Monday, September 14, 2015

Review of Last Weeks Goals

  DD#3 while out of the hospital is still feeling very weak. Baby Blake needed his Mommy and Mommy needed her baby!!! Kara on the other hand was A-OK once Mommy returned home she was back to her usual full of life self. Hubby and I took on the wild child for the weekend to give Mommy and Daddy a break. With the beautiful fall like weather we have been having we kept her plenty busy during the day helping with outdoor chores which is a favorite of hers. The evenings....what can I say, we were tired :) It's very rare that electronics are my friend but I must admit this "Nabi" came in handy while hubby and I enjoyed some Bama Football. As you can see by Kara's expression I was getting on her nerves taking photo's of her! This kid cracks us all up.
 A friend brought to my attention that one of the spice clean out photo's from last week showed what looked like wine bottles in the background. We both got a kick out of the thought that I might be indulging in the spirits :) Not that I am criticizing anyone who enjoys an adult beverage, it's just not my thing. Never has been.

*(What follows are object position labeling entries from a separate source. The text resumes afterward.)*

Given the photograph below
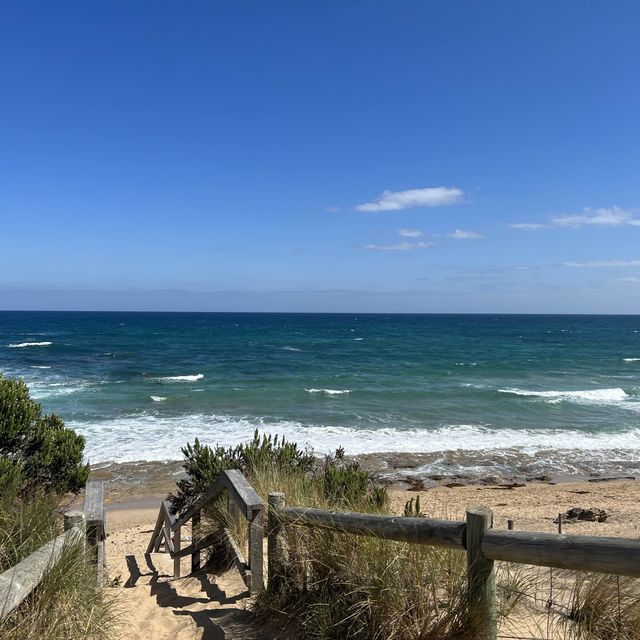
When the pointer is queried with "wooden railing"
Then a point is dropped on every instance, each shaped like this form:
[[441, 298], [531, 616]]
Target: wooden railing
[[79, 526], [243, 501], [482, 544]]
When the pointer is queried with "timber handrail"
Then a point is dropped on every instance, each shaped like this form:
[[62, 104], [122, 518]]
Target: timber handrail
[[439, 533], [96, 518], [17, 583], [242, 501], [88, 526]]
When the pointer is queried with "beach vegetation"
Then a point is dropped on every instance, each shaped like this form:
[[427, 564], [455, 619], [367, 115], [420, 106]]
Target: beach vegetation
[[41, 459], [37, 452]]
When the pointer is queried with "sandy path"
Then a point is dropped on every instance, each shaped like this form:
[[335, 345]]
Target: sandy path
[[154, 606]]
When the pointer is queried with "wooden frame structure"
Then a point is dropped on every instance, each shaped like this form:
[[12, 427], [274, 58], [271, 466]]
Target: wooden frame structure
[[87, 526], [242, 501]]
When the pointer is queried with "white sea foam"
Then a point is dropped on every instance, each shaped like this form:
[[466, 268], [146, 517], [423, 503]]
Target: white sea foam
[[191, 378], [43, 390], [589, 396], [22, 345], [330, 392], [122, 439]]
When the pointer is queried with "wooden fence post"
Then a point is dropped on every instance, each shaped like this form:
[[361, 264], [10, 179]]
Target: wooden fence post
[[481, 577], [195, 533], [256, 551], [76, 520], [275, 544], [176, 548]]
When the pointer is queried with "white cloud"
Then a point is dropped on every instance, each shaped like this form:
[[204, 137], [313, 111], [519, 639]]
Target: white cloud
[[527, 226], [602, 217], [400, 246], [410, 233], [604, 263], [427, 197], [605, 217], [459, 234]]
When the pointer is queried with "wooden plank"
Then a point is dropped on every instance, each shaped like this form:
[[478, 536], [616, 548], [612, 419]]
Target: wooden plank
[[619, 556], [242, 492], [94, 505], [154, 543], [168, 542], [19, 581], [256, 552], [200, 502], [237, 557], [195, 533], [481, 577], [175, 549], [437, 533], [204, 542], [100, 564], [166, 507], [276, 547]]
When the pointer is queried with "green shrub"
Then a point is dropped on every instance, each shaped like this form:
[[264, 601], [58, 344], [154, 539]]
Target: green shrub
[[204, 464], [36, 450]]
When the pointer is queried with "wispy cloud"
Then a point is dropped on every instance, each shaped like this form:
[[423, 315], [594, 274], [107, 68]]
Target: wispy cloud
[[400, 246], [528, 226], [602, 217], [460, 234], [410, 233], [603, 263], [427, 197]]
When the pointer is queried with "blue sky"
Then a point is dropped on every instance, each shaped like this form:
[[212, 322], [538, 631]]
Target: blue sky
[[320, 156]]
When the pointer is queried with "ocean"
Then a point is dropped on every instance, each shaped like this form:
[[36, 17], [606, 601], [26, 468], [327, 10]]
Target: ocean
[[478, 394]]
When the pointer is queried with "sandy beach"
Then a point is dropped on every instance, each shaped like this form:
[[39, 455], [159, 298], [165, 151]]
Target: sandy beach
[[211, 607]]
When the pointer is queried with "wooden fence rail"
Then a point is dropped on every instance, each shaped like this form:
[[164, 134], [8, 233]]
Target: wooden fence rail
[[19, 581], [87, 525], [483, 545]]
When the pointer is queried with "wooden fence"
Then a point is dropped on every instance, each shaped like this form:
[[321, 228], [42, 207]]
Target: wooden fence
[[482, 544], [242, 501], [89, 524]]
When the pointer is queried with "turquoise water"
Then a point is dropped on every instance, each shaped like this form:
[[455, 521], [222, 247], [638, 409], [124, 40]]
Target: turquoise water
[[565, 389]]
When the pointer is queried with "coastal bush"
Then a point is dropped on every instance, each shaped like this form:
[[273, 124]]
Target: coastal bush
[[37, 452], [40, 459]]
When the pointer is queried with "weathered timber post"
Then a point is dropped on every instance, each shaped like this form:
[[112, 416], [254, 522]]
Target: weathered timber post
[[76, 520], [256, 552], [275, 544], [176, 550], [481, 576], [195, 534]]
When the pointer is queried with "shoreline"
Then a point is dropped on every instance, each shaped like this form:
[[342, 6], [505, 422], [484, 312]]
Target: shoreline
[[400, 473], [532, 507]]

OK, so here is the scoop on those "Looks Like Wine bottles".

One of the health area's my Dr. has been interested in is the amount of water I drink each day. I shared with her I know I drink between 8-10 bottles a day. Yep, I'm a big drinker. While she was happy with my water intake she had concerns that I was drinking so much bottled water. She suggested that I use bottle water as a convinance but when at home use a "Glass" not plastic :)

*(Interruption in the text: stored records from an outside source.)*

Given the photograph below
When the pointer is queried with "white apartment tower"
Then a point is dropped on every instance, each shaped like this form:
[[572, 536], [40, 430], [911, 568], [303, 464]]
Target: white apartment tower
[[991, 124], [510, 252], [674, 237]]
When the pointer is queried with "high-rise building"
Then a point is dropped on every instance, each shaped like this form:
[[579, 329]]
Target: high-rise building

I won't go into all the details regarding bottled water, heck you can google that. I started with purchasing a Brita water pitcher. While that worked great I didn't feel like I could track the amount of water I was taking in. Here is where the "Looks like wine bottles" comes in. I now recycle empty Ningxia Red bottles. Each evening I fill two of the bottles to ensure I get at least 52 ounces of water each day. Most days I end up refilling at least one bottle.
I have been drinking "Young Livings" Ningxia Red for 3 month now. I must say I LOVE it!!!

One of last weeks goals was to find the time to work some numbers regarding retirement. I concentrated on health care. Hubby has been knocking around the idea of calling it quits next year. He will be 62 at that point, I will be 60. We would need to provide our own health insurance for both of us for 3 years, and additional 2 years for myself until medicare kicks in.

After speaking to several friends who have retired early the going rate for a couples health insurance policy runs between $1,300.00 - $2,000.00 each month.  That doesn't include the cost of co-pays, and deductibles. We do have a HSA (Health Savings Account) but it is no where near what we would need.
Alright so here is how the math worked out going with what seems to be the average for a couple

$1,500 a month for 12 months - $18,000.00 a year
Drag that ugly number out over 3 years - $54,000.00
The 2 extra years before I would qualify for Medicare - $18,000.00
Grand total $72,000.00
Keep in mind these numbers don't include the cost of meds hubby and I are on now, regular Dr. office visit, or any illnesses we might run into.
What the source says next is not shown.